Tumor cell differentiation/dedifferentiation pathways in relation to normal development

Tumor cells recapitulate morphology and central gene expression profiles of non-malignant cells, which is the basis for histopathological and immunohistochemical classification of solid tumors. The differentiation traits, apparent or delicate, together with location of the primary tumor, determine the histopathological diagnosis. Both at the morphological and molecular levels, the degree or stage of differentiation of the tumor cells is estimated, and depending on the outcome of these estimations tumors are often viewed as being arrested at early or late stages of differentiation. However, whether a given tumor cell differentiation stage reflects a distinct stage during normal development has to our knowledge not been studied in any detail. Based on our own neuroblastoma data, we would claim that this is not the case. While normally developing human sympathetic neuroblasts appear to express a given set of genes in a co-ordinated and repeated fashion between embryos (30), only a subset of the same set of genes is usually expressed in a given tumor, and this subset can differ from one tumor to another and between tumor cells within a tumor as exemplified by the neuron-specific enolase (ENO2) expression (in neuroblastoma and ganglioma, the differentiated form of neuroblastoma) (Figure 2) (31). Thus, we would like to claim that differentiation pathways are disorganized in neuroblastoma and that this aberrant differentiation is a tumor characteristic. We hypothesize that this might also be the case in many other tumor forms.

Figure 2.

Human neuroblastoma specimens stained for neuron-specific enolase by immunohistochemistry.
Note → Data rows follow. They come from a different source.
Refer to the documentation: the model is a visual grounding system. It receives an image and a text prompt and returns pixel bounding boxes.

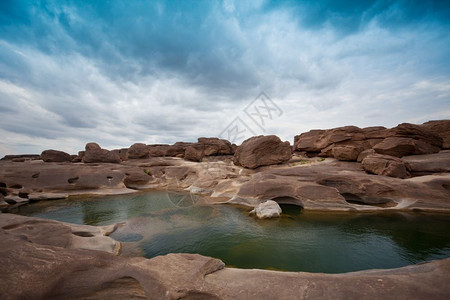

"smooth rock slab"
[361,154,410,178]
[250,200,281,219]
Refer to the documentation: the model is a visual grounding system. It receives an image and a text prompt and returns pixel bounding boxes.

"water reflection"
[14,193,450,273]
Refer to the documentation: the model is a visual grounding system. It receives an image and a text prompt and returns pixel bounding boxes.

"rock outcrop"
[127,143,150,159]
[422,120,450,149]
[83,143,121,163]
[233,135,292,169]
[41,150,72,162]
[0,214,450,300]
[402,150,450,175]
[249,200,281,219]
[361,154,410,178]
[184,145,205,162]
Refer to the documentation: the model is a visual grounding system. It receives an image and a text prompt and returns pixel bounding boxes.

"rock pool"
[17,192,450,273]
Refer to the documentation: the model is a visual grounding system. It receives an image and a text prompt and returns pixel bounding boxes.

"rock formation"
[41,150,72,162]
[83,143,121,163]
[127,143,150,159]
[249,200,281,219]
[0,214,450,300]
[294,123,448,161]
[361,154,410,178]
[233,135,292,169]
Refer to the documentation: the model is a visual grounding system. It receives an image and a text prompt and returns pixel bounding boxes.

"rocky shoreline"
[0,120,450,299]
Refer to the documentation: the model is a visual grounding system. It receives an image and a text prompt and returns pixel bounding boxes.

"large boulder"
[373,137,440,157]
[127,143,149,159]
[294,126,365,152]
[421,120,450,149]
[233,135,292,169]
[165,142,193,157]
[402,150,450,175]
[198,137,234,156]
[250,200,281,219]
[148,144,170,157]
[184,145,205,162]
[83,143,121,163]
[361,154,410,178]
[41,150,72,162]
[331,145,361,161]
[388,123,442,148]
Sections of a neuroblastoma bone-marrow metastasis (A) and a ganglioneuroma specimen (B), respectively, stained for neuron-specific enolase (ENO2) expression. Note that tumor cells differ considerably in neuron-specific enolase levels, both at a more immature (panel A) and at a differentiated (panel B) stage. Arrows show enolase-positive and arrow-heads show enolase-negative tumor cells.

Similarly, when tumor cells dedifferentiate, do they then play back and recapitulate in reverse the developmental stages that once formed them? And when for instance hypoxic cells develop stem cell-like phenotypes, do they indeed become stem cells? These are central questions as they relate to the concept of tumor stem cells or tumor-initiating cells. Without formal proofs and experimental backup, we assume that the stem cell phenotype of tumor cells only mimics that of the cognate stem cell. However, as demonstrated in glioma, the glioma stem cells have the capacity of neural stem cells to give rise to distinct non-glial differentiation lineages (32,33). Thus, while the transcriptome of tumor stem cells may not fully match that of the cognate stem cells, pluripotent tumor cells with stem cell phenotype and capacity probably contribute significantly to the phenotypic heterogeneity seen in solid cancers where the EMT process perhaps is the most extensively studied.